With the help of Alison Armour, Thompson in 1894 purchased the plantation that included the site of Chichen Itza. He rebuilt the hacienda, which had been destroyed in the Caste War of Yucatán. For thirty years he explored the site, on behalf of the Field Columbian Museum, the American Antiquarian Society, the Peabody Museum at Harvard University and others. His discoveries included the earliest dated carving upon a lintel in the Temple of the Initial Series and the excavation of several graves in the Ossario (High Priest’s Temple).
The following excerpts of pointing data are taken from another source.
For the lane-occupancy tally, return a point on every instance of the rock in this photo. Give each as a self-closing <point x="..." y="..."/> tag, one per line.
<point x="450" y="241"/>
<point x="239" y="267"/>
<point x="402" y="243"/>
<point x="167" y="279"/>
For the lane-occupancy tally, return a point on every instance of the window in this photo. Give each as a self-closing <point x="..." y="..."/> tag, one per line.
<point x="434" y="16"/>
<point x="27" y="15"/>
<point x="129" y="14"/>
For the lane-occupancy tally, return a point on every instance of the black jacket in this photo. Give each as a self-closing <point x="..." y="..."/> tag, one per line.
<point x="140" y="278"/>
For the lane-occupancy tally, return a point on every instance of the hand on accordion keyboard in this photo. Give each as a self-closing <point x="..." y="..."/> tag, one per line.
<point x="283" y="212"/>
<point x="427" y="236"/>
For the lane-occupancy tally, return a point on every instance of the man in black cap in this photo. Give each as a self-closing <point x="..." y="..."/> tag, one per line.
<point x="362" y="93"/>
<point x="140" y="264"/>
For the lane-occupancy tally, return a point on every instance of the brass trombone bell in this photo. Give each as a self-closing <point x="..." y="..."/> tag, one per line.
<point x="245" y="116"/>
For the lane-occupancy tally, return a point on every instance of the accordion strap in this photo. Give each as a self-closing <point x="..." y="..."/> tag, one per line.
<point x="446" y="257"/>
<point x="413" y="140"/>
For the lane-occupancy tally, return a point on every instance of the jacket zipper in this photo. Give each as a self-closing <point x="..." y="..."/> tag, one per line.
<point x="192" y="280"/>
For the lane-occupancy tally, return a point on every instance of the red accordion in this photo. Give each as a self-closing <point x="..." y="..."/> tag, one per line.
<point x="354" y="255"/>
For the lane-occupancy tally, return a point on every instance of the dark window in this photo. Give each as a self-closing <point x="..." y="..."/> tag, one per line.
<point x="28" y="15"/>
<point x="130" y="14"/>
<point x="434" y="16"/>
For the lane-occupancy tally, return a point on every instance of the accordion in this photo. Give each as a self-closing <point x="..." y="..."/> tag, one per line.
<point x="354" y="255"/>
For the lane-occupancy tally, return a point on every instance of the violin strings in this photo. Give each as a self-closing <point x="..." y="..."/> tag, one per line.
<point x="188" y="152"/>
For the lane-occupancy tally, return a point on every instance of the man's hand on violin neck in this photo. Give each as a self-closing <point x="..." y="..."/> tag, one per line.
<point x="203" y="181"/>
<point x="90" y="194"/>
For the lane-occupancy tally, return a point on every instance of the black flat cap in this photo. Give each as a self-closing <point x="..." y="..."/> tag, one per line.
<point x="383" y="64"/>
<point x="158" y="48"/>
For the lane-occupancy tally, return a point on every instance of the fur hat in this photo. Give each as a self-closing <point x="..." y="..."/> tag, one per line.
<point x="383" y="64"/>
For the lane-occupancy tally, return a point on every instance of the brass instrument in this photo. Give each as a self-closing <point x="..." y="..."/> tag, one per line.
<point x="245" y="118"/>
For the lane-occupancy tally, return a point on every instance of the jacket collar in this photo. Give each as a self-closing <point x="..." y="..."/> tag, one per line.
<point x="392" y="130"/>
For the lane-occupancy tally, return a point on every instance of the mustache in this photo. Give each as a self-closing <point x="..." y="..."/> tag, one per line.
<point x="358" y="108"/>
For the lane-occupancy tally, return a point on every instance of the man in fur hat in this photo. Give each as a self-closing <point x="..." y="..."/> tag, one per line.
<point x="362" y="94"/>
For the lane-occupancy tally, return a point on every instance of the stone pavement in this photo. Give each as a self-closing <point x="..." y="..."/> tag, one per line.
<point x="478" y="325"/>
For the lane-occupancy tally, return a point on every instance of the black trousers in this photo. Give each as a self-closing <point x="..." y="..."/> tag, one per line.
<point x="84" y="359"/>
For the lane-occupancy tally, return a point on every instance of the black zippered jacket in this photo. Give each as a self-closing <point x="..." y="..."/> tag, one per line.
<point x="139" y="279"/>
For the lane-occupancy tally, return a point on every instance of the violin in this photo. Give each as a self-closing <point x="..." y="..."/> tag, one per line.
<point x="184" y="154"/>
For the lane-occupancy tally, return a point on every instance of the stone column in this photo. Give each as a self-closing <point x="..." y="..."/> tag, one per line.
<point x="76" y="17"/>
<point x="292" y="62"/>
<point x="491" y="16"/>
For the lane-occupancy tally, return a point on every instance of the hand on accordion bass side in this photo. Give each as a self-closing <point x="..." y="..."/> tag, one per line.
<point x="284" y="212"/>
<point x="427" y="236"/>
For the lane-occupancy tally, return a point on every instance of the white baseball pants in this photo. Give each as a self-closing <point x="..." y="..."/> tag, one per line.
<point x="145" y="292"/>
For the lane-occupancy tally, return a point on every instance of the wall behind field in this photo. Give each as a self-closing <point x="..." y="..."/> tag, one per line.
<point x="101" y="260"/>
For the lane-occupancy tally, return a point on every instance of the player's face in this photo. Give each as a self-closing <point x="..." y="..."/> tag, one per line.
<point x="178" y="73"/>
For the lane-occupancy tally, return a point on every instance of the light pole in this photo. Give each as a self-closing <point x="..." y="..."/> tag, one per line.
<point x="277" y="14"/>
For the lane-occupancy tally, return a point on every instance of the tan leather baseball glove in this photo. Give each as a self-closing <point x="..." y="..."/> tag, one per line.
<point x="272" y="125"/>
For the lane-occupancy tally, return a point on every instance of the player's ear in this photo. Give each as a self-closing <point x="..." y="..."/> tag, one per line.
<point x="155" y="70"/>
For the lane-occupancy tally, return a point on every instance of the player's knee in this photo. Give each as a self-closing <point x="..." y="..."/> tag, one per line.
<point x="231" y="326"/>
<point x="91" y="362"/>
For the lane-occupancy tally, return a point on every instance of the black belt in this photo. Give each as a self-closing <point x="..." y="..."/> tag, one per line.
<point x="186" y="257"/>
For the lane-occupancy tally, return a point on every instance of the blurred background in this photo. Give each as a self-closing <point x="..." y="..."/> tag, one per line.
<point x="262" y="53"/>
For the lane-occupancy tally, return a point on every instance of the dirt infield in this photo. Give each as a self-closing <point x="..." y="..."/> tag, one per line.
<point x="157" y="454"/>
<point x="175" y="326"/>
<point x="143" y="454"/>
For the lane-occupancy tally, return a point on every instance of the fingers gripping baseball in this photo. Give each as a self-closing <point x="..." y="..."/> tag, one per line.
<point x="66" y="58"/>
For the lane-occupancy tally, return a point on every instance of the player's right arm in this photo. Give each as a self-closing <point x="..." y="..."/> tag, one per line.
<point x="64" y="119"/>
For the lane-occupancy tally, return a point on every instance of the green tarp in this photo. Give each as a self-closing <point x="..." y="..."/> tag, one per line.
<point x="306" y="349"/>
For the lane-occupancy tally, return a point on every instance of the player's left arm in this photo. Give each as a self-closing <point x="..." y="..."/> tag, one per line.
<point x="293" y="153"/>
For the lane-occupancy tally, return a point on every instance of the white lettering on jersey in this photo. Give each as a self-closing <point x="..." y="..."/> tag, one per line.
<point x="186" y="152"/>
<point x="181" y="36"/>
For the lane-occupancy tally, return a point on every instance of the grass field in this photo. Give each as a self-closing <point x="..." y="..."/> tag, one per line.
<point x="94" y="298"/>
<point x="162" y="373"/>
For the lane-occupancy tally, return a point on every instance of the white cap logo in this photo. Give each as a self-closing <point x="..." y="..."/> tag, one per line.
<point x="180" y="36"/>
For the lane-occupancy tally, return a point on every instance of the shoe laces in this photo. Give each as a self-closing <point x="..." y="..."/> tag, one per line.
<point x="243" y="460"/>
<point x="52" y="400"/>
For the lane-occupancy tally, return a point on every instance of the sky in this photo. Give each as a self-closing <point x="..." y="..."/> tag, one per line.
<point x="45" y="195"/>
Thompson is most famous for dredging the Cenote Sagrado (Sacred Cenote) from 1904 to 1911, where he recovered artifacts of gold, copper and carved jade, as well as the first-ever examples of what were believed to be pre-Columbian Maya cloth and wooden weapons. Thompson shipped the bulk of the artifacts to the Peabody Museum. In 1926, the Mexican government seized Thompson's plantation, charging he had removed the artifacts illegally. The Mexican Supreme Court in 1944 ruled in Thompson's favor. Thompson, however, had died in Plainfield, New Jersey in 1935, so the Hacienda Chichen reverted to his heirs.